I was still snuggled up in bed two mornings ago when my phone went DINGGG (thank you very much for the unnecessarily loud and high-pitch notification, fb messenger). Anyway, my mother texted me to tell me that our police certificates are ready to be collected. While I was relieved that the last of the documents required by the National Visa Center came sooner than we had expected, I was also disappointed, because this means I have to pack my bags and start looking up one-way plane tickets back to Malaysia.

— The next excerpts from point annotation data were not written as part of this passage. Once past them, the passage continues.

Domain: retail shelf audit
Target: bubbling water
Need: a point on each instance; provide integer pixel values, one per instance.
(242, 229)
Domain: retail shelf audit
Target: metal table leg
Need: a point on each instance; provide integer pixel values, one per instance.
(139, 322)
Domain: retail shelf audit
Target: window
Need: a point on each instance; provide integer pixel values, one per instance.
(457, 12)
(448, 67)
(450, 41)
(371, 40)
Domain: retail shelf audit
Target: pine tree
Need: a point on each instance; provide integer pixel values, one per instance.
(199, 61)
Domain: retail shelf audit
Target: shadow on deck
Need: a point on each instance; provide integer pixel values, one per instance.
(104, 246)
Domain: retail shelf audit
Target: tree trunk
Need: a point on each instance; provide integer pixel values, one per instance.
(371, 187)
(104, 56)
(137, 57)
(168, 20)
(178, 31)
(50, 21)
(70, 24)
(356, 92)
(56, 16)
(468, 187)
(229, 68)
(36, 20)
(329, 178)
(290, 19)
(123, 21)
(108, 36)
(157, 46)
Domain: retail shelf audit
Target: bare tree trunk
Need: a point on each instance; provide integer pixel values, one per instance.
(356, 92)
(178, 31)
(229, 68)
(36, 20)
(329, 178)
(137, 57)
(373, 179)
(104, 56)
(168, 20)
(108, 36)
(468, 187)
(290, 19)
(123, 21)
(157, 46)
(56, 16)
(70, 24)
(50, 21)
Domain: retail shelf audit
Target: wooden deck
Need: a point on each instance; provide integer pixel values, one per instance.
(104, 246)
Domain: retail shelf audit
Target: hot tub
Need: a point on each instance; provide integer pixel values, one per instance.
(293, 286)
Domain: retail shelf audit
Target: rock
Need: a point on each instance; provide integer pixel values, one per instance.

Lying in my bed, I thought about the things I have to do and settle before leaving the U.S back to M'sia, things like making sure that my electric bills, internet bills, HOA fees, roommate-things etc are in order. I also thought about whom I should meet up with to say goodbye, or whom I haven't told the news to. These are pretty dreadful things to think about, but the absolute worst one is probably the thought of being away from my boyfriend for so long. Every time I think about it, I tell myself it can't be that bad. Plenty of people have done it , and we're extremely fortunate too because we are privileged enough to be blessed with the luxury of high-speed internet and wonderful telecommunications apps. I don't want to seem like I have too little faith in our relationship, but my worries and concerns are gnawing at my guts ever so slightly to create a void big enough to fill a pound of paranoia. It's so silly of me though to dwell on it so much, considering the fact that our relationship has been nothing but pure awesome.

With all the fears and dread pulling me down like an anchor, I feel like, or rather, have an enormous desire to just tether myself to a bunch of balloons and fly away forever, but those needles of reality will eventually pop my happy balloons, my mode of escape. I bet they will poke me real hard too if I'm not careful.